Add in a bowl: 2 Tbsp yeast in 1/2 C. warm water wait until bubbly. Add a sprinkle of sugar to proof the yeast.
After your bowl of "sugar water" is cooled off enough  add your yeast mixture to it and then add the following:
2 eggs slightly beaten
 1 tsp. baking powder
 1 tsp. salt
 7 C. flour or more for a soft dough
Mix and cover. 
Let raise. 
Carefully put raised dough on Oiled or floured surface.  It rolls out fast & easy when it's raised up.  Roll out to 1/4"  thick.  
 Brush dough with melted butter, and then sprinkle brown  sugar all over it. 
 Next sprinkle cinnamon all over dough.  
 Roll up tight Cut into 2" rolls.  
 Place on a greased cookie sheet. 
 Cover with a towel and let raise really  well. 
 Bake at 375 degrees for 18 minutes. 
Makes 3 dozen rolls
Frosting: 
3/4 C. Soft butter
 3 C. Powdered sugar
 1 Tbsp.

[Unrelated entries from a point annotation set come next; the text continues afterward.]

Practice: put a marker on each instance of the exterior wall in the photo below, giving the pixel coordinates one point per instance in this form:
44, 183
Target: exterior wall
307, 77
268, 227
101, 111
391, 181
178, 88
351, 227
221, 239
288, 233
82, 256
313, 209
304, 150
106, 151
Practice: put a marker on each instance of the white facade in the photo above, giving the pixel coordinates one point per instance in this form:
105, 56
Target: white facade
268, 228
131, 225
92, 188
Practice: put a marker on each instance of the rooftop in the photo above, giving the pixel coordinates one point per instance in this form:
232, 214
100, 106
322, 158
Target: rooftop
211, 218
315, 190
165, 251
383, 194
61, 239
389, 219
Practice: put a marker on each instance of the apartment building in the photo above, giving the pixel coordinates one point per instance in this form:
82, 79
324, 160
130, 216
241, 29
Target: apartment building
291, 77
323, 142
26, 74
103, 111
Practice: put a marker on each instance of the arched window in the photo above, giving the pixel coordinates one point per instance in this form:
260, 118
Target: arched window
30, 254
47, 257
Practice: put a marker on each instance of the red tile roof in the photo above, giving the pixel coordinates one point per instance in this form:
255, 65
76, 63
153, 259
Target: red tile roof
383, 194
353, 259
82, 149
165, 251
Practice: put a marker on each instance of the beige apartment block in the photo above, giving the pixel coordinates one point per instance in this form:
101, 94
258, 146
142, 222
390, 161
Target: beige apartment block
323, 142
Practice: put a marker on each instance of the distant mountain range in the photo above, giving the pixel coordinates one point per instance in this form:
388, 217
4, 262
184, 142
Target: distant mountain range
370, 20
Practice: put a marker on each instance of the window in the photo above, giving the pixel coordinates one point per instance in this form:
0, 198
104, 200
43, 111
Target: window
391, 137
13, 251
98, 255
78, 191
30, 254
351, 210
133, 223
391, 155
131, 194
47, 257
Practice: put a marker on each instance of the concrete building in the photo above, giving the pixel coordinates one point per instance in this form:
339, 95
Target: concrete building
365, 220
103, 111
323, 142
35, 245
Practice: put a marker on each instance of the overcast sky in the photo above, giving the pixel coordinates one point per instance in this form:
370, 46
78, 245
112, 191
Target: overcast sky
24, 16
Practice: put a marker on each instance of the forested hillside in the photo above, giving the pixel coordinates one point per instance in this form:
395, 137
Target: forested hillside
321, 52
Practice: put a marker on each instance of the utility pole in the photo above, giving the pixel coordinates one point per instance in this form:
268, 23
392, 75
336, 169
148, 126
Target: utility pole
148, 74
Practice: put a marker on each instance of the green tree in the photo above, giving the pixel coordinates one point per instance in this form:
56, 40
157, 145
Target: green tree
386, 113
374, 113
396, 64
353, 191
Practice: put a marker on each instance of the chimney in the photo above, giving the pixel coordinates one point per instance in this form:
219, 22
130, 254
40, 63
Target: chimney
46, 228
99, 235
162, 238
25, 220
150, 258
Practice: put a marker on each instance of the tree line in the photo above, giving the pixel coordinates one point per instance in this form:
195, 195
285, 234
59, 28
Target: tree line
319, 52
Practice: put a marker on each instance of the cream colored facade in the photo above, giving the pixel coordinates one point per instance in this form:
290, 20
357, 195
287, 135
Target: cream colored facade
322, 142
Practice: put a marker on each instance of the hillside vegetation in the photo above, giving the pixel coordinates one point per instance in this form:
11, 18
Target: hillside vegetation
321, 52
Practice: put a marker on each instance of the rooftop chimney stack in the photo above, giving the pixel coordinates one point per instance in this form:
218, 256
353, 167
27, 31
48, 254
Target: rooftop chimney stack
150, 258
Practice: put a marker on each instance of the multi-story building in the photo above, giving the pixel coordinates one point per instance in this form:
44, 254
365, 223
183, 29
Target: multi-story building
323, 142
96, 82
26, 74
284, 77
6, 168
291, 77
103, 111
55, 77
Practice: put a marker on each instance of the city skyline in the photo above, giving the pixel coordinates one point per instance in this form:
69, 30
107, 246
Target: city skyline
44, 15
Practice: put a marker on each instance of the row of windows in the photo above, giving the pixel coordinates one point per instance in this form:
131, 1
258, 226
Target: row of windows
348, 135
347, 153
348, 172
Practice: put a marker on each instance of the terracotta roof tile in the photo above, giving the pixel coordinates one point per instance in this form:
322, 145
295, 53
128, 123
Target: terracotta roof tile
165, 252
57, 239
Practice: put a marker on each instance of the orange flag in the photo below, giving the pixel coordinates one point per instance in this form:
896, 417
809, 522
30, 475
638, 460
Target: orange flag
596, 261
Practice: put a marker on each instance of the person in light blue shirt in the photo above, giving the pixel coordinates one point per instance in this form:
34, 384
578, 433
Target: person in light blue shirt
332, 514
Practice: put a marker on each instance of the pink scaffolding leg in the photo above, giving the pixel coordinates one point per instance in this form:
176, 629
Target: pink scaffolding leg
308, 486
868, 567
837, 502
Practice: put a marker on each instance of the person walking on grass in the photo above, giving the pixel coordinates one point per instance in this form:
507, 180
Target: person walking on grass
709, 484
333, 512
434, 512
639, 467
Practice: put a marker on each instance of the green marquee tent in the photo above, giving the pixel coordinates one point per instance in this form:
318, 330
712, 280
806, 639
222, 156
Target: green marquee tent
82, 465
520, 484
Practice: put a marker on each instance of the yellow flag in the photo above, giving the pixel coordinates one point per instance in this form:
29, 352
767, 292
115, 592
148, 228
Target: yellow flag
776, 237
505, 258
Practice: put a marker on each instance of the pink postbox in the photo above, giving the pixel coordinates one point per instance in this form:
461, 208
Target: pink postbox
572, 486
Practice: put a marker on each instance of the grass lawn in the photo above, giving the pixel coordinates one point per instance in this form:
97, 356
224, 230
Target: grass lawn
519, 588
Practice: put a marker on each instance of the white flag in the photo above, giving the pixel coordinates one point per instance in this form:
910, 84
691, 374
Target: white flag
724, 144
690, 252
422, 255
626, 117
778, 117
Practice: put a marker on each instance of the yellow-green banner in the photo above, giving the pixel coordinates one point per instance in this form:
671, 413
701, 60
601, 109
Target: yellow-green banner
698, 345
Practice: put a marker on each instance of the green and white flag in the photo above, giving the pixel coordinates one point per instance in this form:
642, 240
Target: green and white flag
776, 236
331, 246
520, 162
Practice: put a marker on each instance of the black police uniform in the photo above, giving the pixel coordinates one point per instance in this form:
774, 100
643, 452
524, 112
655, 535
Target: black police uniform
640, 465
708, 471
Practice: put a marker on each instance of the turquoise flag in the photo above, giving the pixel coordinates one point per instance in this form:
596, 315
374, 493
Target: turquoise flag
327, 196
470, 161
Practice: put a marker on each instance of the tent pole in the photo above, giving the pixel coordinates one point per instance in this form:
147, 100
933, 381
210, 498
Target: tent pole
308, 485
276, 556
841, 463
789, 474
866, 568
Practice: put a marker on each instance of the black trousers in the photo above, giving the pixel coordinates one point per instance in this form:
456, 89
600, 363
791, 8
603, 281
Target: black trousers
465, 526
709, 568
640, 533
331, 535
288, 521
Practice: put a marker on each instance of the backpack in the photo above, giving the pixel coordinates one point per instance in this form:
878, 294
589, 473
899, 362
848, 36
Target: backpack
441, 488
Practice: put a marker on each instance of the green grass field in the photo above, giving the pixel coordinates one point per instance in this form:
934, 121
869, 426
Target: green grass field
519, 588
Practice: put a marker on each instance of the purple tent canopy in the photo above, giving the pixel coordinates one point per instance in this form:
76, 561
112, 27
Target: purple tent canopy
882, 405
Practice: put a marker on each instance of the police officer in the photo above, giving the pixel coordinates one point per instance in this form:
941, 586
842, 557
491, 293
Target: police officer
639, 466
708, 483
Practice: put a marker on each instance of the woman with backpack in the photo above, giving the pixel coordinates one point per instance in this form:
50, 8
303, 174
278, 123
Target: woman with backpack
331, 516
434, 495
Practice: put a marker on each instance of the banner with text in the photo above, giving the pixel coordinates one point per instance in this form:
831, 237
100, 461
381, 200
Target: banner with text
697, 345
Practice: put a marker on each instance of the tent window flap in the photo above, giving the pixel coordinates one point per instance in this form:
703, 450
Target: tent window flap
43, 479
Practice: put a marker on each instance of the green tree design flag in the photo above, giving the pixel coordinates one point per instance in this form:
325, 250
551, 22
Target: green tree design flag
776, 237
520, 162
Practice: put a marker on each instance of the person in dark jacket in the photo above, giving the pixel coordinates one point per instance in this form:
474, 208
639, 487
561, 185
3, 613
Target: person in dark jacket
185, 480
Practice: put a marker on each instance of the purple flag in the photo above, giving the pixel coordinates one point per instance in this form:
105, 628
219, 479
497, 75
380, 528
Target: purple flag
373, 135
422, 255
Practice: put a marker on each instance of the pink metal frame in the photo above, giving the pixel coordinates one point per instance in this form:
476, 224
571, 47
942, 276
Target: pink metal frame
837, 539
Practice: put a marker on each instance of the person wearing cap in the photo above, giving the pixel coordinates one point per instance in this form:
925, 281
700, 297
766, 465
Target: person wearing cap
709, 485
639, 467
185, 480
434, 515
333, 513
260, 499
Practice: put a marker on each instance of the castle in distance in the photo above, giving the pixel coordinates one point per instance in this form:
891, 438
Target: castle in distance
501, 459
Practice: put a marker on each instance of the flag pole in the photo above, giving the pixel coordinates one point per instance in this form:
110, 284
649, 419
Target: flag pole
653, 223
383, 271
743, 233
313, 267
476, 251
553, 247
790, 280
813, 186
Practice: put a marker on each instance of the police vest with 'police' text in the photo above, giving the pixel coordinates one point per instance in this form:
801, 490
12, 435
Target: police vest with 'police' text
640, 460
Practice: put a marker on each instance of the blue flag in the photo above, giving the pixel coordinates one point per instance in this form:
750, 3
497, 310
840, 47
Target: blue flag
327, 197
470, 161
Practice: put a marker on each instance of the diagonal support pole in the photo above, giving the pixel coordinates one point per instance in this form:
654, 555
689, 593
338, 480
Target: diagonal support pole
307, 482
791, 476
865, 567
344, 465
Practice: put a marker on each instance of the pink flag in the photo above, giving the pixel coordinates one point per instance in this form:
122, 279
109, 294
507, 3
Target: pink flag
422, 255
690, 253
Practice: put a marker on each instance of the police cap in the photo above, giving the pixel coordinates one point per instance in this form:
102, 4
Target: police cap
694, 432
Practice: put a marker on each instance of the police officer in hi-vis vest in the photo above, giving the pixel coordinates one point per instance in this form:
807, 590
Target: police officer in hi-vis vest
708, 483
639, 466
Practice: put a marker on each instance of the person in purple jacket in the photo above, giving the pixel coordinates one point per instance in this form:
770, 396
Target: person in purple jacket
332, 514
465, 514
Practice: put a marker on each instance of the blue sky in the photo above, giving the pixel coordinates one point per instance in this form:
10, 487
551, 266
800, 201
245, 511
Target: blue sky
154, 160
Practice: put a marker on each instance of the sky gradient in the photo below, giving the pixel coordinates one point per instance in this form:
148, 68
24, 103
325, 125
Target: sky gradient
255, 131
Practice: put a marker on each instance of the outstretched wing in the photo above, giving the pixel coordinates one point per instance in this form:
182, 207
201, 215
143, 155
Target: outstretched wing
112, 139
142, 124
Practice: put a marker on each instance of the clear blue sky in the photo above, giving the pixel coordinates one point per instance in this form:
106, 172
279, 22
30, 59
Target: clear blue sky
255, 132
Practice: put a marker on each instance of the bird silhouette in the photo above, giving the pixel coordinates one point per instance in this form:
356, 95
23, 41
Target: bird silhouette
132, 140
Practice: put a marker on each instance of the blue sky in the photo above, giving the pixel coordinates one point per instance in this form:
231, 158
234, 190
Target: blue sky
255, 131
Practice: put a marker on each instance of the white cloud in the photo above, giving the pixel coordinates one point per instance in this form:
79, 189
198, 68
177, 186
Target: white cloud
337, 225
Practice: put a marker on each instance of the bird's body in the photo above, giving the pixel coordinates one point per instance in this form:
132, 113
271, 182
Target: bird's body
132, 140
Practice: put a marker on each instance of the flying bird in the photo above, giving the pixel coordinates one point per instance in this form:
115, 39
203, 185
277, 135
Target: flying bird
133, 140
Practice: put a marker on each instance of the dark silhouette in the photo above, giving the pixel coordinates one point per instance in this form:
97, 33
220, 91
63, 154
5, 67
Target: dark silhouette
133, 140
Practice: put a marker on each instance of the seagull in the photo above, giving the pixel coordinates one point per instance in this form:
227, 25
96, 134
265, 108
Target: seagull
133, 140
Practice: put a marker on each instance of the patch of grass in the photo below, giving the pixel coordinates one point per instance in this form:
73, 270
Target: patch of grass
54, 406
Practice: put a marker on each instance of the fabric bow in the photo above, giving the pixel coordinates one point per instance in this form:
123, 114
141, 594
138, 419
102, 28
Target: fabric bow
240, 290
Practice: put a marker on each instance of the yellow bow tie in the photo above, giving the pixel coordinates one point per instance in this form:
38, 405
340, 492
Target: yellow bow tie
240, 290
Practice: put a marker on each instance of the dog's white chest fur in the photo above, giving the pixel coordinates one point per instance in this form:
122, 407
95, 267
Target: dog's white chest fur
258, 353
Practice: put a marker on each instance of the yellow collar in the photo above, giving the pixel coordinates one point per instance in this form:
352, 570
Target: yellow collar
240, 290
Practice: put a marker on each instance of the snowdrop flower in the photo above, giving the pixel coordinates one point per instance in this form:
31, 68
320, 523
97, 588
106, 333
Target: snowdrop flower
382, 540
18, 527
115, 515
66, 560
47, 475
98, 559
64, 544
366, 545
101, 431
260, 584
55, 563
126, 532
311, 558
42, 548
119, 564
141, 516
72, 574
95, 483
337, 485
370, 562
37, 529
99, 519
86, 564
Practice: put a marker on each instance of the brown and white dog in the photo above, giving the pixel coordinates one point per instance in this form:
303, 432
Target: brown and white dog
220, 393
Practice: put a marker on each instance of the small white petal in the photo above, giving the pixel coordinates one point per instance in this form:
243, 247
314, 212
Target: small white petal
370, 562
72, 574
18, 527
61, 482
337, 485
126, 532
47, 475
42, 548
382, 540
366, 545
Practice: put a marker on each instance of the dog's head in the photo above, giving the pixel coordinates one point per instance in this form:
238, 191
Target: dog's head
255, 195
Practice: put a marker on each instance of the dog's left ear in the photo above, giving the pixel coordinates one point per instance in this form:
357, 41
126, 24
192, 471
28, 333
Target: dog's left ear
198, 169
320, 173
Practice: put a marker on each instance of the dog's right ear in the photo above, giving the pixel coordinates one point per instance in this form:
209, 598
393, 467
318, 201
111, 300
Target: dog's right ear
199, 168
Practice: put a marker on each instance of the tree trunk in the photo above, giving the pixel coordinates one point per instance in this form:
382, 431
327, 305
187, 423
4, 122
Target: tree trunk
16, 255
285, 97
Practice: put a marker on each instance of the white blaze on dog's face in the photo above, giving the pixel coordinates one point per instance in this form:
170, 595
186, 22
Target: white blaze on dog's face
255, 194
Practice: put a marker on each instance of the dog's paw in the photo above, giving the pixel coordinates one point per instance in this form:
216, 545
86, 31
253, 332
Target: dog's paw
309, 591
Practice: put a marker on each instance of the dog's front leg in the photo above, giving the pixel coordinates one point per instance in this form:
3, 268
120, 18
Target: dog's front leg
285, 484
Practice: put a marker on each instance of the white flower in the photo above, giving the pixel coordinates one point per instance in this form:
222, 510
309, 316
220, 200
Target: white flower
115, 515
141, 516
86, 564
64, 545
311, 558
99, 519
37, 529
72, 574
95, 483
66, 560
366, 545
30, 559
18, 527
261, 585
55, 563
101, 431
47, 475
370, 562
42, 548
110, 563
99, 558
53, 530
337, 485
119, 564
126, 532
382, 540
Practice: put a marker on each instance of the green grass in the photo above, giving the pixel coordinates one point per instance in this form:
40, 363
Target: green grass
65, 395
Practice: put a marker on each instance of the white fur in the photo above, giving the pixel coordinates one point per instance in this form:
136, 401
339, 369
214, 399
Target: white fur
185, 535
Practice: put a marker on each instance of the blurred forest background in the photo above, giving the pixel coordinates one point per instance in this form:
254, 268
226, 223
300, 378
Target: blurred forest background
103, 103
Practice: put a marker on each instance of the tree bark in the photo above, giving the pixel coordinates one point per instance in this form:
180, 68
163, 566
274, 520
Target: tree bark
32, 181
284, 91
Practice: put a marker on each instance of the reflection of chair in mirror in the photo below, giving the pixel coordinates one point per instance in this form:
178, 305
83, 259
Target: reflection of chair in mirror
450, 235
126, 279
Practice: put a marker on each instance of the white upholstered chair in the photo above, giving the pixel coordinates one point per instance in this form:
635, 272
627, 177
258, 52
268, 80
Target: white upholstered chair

Vanilla
 Pinch of Salt
 1-2 Tbsp. Milk
 Mix well with electric mixer it should be thick and  creamy
~these freeze great!  just cook them and ice them and let them cool.  cover and freeze.  then on the morning you are ready to eat them put them into a preheated 250 degree oven for 15 minutes.  de-lish!